※本記事の情報基準日:2026年4月
目次
買い付け申込書(購入申込書)とは
不動産の買い付け申込書(購入申込書)は、買主が売主に対して「この物件をこの価格・条件で購入したい」という意思を表示する書類です。売買契約書とは異なり、法的拘束力は原則としてありません。
買い付け申込書の法的効力
- 原則:法的拘束力はない:買い付け申込書は売買契約の前段階の意思表示であり、それだけでは法的に有効な契約は成立しない
- キャンセルの可否:手付金を支払っていない段階での申込みのキャンセルは原則自由にできる。
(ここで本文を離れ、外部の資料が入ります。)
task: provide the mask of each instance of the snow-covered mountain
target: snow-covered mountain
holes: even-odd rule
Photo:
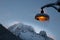
[[[23,40],[53,40],[47,36],[45,31],[41,31],[38,34],[31,26],[24,25],[22,23],[14,24],[10,26],[8,30]]]

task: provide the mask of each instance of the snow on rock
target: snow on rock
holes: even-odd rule
[[[8,30],[23,40],[53,40],[47,36],[45,31],[41,31],[37,34],[31,26],[22,23],[14,24],[10,26]]]

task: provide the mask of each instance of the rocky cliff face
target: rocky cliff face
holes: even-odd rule
[[[23,40],[53,40],[47,36],[45,31],[36,33],[31,26],[24,25],[22,23],[14,24],[10,26],[8,30]]]
[[[0,40],[22,40],[0,24]]]

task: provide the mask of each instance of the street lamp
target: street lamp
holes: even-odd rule
[[[59,6],[56,7],[56,6]],[[41,7],[41,13],[39,14],[36,14],[35,16],[35,19],[38,20],[38,21],[41,21],[41,22],[44,22],[44,21],[48,21],[49,20],[49,15],[48,14],[45,14],[44,13],[44,8],[48,8],[48,7],[53,7],[54,9],[56,9],[58,12],[60,12],[60,2],[55,2],[55,3],[50,3],[50,4],[47,4],[47,5],[44,5],[43,7]]]

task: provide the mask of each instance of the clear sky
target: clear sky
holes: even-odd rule
[[[0,23],[8,27],[12,23],[25,23],[33,26],[36,31],[45,30],[55,39],[60,39],[60,13],[54,8],[46,8],[50,16],[49,22],[34,19],[40,8],[56,0],[0,0]]]

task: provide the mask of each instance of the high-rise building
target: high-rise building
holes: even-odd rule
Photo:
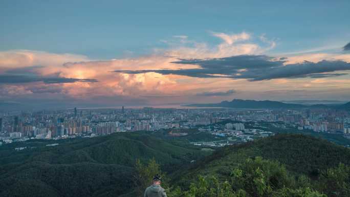
[[[15,116],[14,124],[14,126],[18,126],[18,116]]]

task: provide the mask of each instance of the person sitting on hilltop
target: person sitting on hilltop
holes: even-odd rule
[[[167,197],[164,189],[161,186],[162,178],[159,174],[153,177],[153,184],[145,190],[144,197]]]

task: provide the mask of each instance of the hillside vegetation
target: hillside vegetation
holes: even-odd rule
[[[169,196],[350,196],[350,149],[326,140],[279,134],[205,156],[179,139],[132,133],[6,145],[0,196],[139,196],[155,173]]]
[[[0,149],[0,196],[118,196],[135,187],[137,159],[154,158],[170,172],[202,152],[136,133],[6,145]]]

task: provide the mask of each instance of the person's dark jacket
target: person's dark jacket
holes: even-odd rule
[[[167,197],[164,189],[159,185],[152,185],[145,190],[143,197]]]

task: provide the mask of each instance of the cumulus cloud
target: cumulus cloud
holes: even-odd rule
[[[34,82],[43,82],[45,83],[64,83],[76,82],[95,82],[95,79],[76,79],[72,78],[52,77],[44,78],[19,75],[0,75],[0,83],[25,83]]]
[[[0,52],[0,97],[14,95],[13,99],[20,95],[34,99],[52,94],[51,97],[61,96],[62,100],[91,99],[111,103],[119,102],[116,98],[127,101],[143,98],[144,103],[159,104],[165,100],[186,102],[202,96],[203,101],[211,102],[234,94],[233,88],[242,94],[264,88],[285,90],[307,85],[308,88],[323,88],[324,84],[285,78],[329,81],[331,79],[326,78],[347,74],[345,71],[348,70],[346,61],[350,62],[350,56],[345,53],[272,57],[262,55],[276,46],[273,39],[265,35],[211,34],[221,42],[212,45],[178,35],[166,42],[167,48],[154,49],[149,55],[105,60],[35,51]],[[280,79],[267,82],[274,79]],[[247,80],[258,82],[247,83]],[[337,87],[349,84],[348,81],[333,83]],[[220,92],[208,91],[219,91],[218,87]]]
[[[155,72],[198,78],[228,78],[259,81],[285,78],[324,78],[347,73],[324,73],[350,70],[350,63],[341,60],[304,61],[285,65],[286,58],[266,55],[244,55],[220,58],[180,59],[173,63],[194,64],[200,68],[178,70],[115,71],[128,74]]]
[[[224,92],[204,92],[196,94],[199,96],[231,96],[235,93],[234,90],[229,90]]]
[[[350,42],[344,46],[344,47],[343,47],[343,50],[344,50],[344,51],[350,51]]]

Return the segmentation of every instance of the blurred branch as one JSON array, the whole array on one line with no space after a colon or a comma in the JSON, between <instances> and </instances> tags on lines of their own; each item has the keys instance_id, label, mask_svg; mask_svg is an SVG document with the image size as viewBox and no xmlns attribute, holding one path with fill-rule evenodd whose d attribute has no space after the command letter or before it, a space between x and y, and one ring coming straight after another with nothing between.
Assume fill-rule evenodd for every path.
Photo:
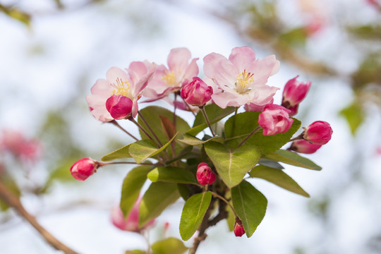
<instances>
[{"instance_id":1,"label":"blurred branch","mask_svg":"<svg viewBox=\"0 0 381 254\"><path fill-rule=\"evenodd\" d=\"M25 219L56 250L62 250L66 254L78 254L71 248L62 243L52 234L38 223L36 219L24 208L18 198L8 190L0 181L0 198L9 206L13 207L17 212Z\"/></svg>"}]
</instances>

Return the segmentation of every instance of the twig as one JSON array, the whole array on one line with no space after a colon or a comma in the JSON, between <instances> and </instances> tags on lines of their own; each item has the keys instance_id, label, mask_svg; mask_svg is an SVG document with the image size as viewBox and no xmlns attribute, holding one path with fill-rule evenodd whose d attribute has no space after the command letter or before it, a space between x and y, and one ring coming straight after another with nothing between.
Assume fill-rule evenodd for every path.
<instances>
[{"instance_id":1,"label":"twig","mask_svg":"<svg viewBox=\"0 0 381 254\"><path fill-rule=\"evenodd\" d=\"M25 219L56 250L62 250L66 254L79 254L76 251L61 243L52 234L46 230L38 223L36 219L24 208L18 198L8 190L8 188L0 181L0 198L1 198L9 206L13 207L17 212Z\"/></svg>"}]
</instances>

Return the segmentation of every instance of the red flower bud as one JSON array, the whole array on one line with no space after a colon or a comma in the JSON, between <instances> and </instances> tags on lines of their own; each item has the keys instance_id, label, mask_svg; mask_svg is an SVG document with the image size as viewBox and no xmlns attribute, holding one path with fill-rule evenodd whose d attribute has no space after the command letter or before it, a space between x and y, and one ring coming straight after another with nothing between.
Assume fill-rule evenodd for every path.
<instances>
[{"instance_id":1,"label":"red flower bud","mask_svg":"<svg viewBox=\"0 0 381 254\"><path fill-rule=\"evenodd\" d=\"M202 107L212 98L213 88L198 77L193 79L193 81L183 87L181 98L190 105Z\"/></svg>"},{"instance_id":2,"label":"red flower bud","mask_svg":"<svg viewBox=\"0 0 381 254\"><path fill-rule=\"evenodd\" d=\"M329 123L324 121L317 121L306 128L303 138L313 144L325 145L331 139L332 133Z\"/></svg>"},{"instance_id":3,"label":"red flower bud","mask_svg":"<svg viewBox=\"0 0 381 254\"><path fill-rule=\"evenodd\" d=\"M296 80L298 77L298 75L289 80L283 90L282 106L291 111L290 116L296 114L299 103L306 97L311 86L310 81L302 83Z\"/></svg>"},{"instance_id":4,"label":"red flower bud","mask_svg":"<svg viewBox=\"0 0 381 254\"><path fill-rule=\"evenodd\" d=\"M322 145L311 144L307 140L298 140L294 141L289 150L304 154L312 154L321 147Z\"/></svg>"},{"instance_id":5,"label":"red flower bud","mask_svg":"<svg viewBox=\"0 0 381 254\"><path fill-rule=\"evenodd\" d=\"M98 162L90 158L83 158L71 166L70 172L75 179L85 181L93 174L99 167Z\"/></svg>"},{"instance_id":6,"label":"red flower bud","mask_svg":"<svg viewBox=\"0 0 381 254\"><path fill-rule=\"evenodd\" d=\"M245 234L245 229L243 229L243 226L242 224L239 224L236 222L234 224L234 234L238 237L241 237Z\"/></svg>"},{"instance_id":7,"label":"red flower bud","mask_svg":"<svg viewBox=\"0 0 381 254\"><path fill-rule=\"evenodd\" d=\"M196 176L197 181L202 185L212 184L216 180L216 175L205 162L198 164Z\"/></svg>"},{"instance_id":8,"label":"red flower bud","mask_svg":"<svg viewBox=\"0 0 381 254\"><path fill-rule=\"evenodd\" d=\"M106 101L106 109L112 118L116 120L130 116L132 108L133 101L123 95L113 95Z\"/></svg>"},{"instance_id":9,"label":"red flower bud","mask_svg":"<svg viewBox=\"0 0 381 254\"><path fill-rule=\"evenodd\" d=\"M258 118L258 123L263 128L263 135L275 135L289 131L294 122L294 119L289 117L290 112L279 105L266 105Z\"/></svg>"}]
</instances>

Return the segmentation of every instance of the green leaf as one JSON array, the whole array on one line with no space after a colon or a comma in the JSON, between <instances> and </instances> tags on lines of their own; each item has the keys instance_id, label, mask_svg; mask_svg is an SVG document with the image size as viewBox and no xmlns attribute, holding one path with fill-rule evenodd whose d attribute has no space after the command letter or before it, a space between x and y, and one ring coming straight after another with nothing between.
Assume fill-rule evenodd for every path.
<instances>
[{"instance_id":1,"label":"green leaf","mask_svg":"<svg viewBox=\"0 0 381 254\"><path fill-rule=\"evenodd\" d=\"M313 170L321 170L322 167L315 164L313 161L305 158L296 152L285 150L279 150L272 154L266 155L266 158L276 162L286 163L290 165L301 167Z\"/></svg>"},{"instance_id":2,"label":"green leaf","mask_svg":"<svg viewBox=\"0 0 381 254\"><path fill-rule=\"evenodd\" d=\"M150 166L137 167L129 171L123 181L120 206L125 217L130 213L138 199L150 170Z\"/></svg>"},{"instance_id":3,"label":"green leaf","mask_svg":"<svg viewBox=\"0 0 381 254\"><path fill-rule=\"evenodd\" d=\"M189 170L175 167L159 167L148 173L147 177L153 182L165 181L177 183L197 183L195 176Z\"/></svg>"},{"instance_id":4,"label":"green leaf","mask_svg":"<svg viewBox=\"0 0 381 254\"><path fill-rule=\"evenodd\" d=\"M182 254L188 249L181 240L174 237L158 241L151 248L153 254Z\"/></svg>"},{"instance_id":5,"label":"green leaf","mask_svg":"<svg viewBox=\"0 0 381 254\"><path fill-rule=\"evenodd\" d=\"M180 235L183 240L189 240L195 234L202 222L211 200L210 191L195 194L186 200L180 219Z\"/></svg>"},{"instance_id":6,"label":"green leaf","mask_svg":"<svg viewBox=\"0 0 381 254\"><path fill-rule=\"evenodd\" d=\"M365 120L365 112L361 105L353 102L351 105L341 109L339 114L345 118L349 125L351 133L354 135Z\"/></svg>"},{"instance_id":7,"label":"green leaf","mask_svg":"<svg viewBox=\"0 0 381 254\"><path fill-rule=\"evenodd\" d=\"M210 141L204 147L218 174L229 188L241 183L260 159L260 150L250 144L231 149L218 142Z\"/></svg>"},{"instance_id":8,"label":"green leaf","mask_svg":"<svg viewBox=\"0 0 381 254\"><path fill-rule=\"evenodd\" d=\"M214 104L206 105L204 109L205 109L210 124L219 121L236 110L236 108L234 107L228 107L226 109L222 109ZM207 124L206 123L204 115L202 114L202 112L200 111L196 116L193 126L190 130L188 131L186 133L195 136L207 127Z\"/></svg>"},{"instance_id":9,"label":"green leaf","mask_svg":"<svg viewBox=\"0 0 381 254\"><path fill-rule=\"evenodd\" d=\"M231 200L246 236L250 237L265 217L267 200L246 181L231 189Z\"/></svg>"},{"instance_id":10,"label":"green leaf","mask_svg":"<svg viewBox=\"0 0 381 254\"><path fill-rule=\"evenodd\" d=\"M247 135L250 134L258 126L260 112L248 111L237 114L229 118L225 123L226 143L230 147L238 145ZM301 121L293 119L294 123L290 129L284 133L272 135L263 135L262 131L254 133L246 143L255 145L262 151L262 155L274 152L286 144L294 133L301 126Z\"/></svg>"},{"instance_id":11,"label":"green leaf","mask_svg":"<svg viewBox=\"0 0 381 254\"><path fill-rule=\"evenodd\" d=\"M282 169L259 165L253 169L249 174L252 177L265 179L284 189L310 198L310 195Z\"/></svg>"},{"instance_id":12,"label":"green leaf","mask_svg":"<svg viewBox=\"0 0 381 254\"><path fill-rule=\"evenodd\" d=\"M188 134L184 134L181 138L178 139L178 140L182 143L184 143L187 145L197 145L205 144L212 140L214 140L217 142L224 142L224 138L216 136L216 137L211 138L207 140L201 140L200 139L193 137L193 135L190 135Z\"/></svg>"},{"instance_id":13,"label":"green leaf","mask_svg":"<svg viewBox=\"0 0 381 254\"><path fill-rule=\"evenodd\" d=\"M145 159L152 157L163 151L176 138L176 135L171 138L167 144L157 148L157 145L152 140L138 140L131 144L128 152L136 163L141 163Z\"/></svg>"},{"instance_id":14,"label":"green leaf","mask_svg":"<svg viewBox=\"0 0 381 254\"><path fill-rule=\"evenodd\" d=\"M168 142L168 138L167 137L167 133L169 130L163 129L163 126L162 125L163 117L167 118L167 119L174 119L174 112L170 111L169 110L162 108L161 107L157 106L150 106L147 107L142 110L140 110L140 114L142 114L144 119L147 121L152 131L155 132L162 144L165 144ZM160 117L162 116L162 117ZM148 133L151 135L150 132L145 127L145 123L142 120L141 117L139 116L138 118L138 122L143 126ZM179 133L178 135L181 135L185 133L186 131L189 130L190 127L188 123L181 119L179 116L176 118L176 131ZM142 139L148 140L148 137L145 135L140 130L139 130L140 136ZM176 152L178 153L186 145L176 142ZM171 152L169 152L171 153Z\"/></svg>"},{"instance_id":15,"label":"green leaf","mask_svg":"<svg viewBox=\"0 0 381 254\"><path fill-rule=\"evenodd\" d=\"M139 226L156 218L180 197L176 183L152 183L144 194L139 208Z\"/></svg>"},{"instance_id":16,"label":"green leaf","mask_svg":"<svg viewBox=\"0 0 381 254\"><path fill-rule=\"evenodd\" d=\"M130 149L130 145L131 145L132 143L111 152L109 154L102 157L101 159L103 162L109 162L116 159L132 158L131 155L130 155L130 153L128 152L128 149Z\"/></svg>"}]
</instances>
ただし、売主や他の購入希望者に損害を与えた場合は不法行為(損害賠償)のリスクがある
- 手付金支払い後はキャンセルに手付金放棄が必要:売買契約書に署名・手付金を支払った後は、手付解除の条件(手付金の放棄または倍返し)が適用される

買い付け申込書の主な記載事項
- 購入希望価格:指値(値引き希望額)を入れる場合は理由を添えると売主への説得力が増す
- 購入希望者の氏名・住所・連絡先
- 資金計画:現金購入か住宅ローン利用か。融資利用の場合は金融機関名・融資金額
- 引渡し希望日:具体的な引渡し日程の希望
- 付帯条件:エアコン等の残置物の引き継ぎ、修繕の実施希望、インスペクション(建物状況調査)の実施希望等
- ローン特約の有無:融資が通らない場合に無条件解除できるローン特約の明記
複数の申込みが競合した場合の対応
- 人気物件では複数の買い付け申込みが同時に入ることがある
- 優先順位の判断は原則として売主・仲介業者が行う(早い者勝ち・条件の良さ等で判断)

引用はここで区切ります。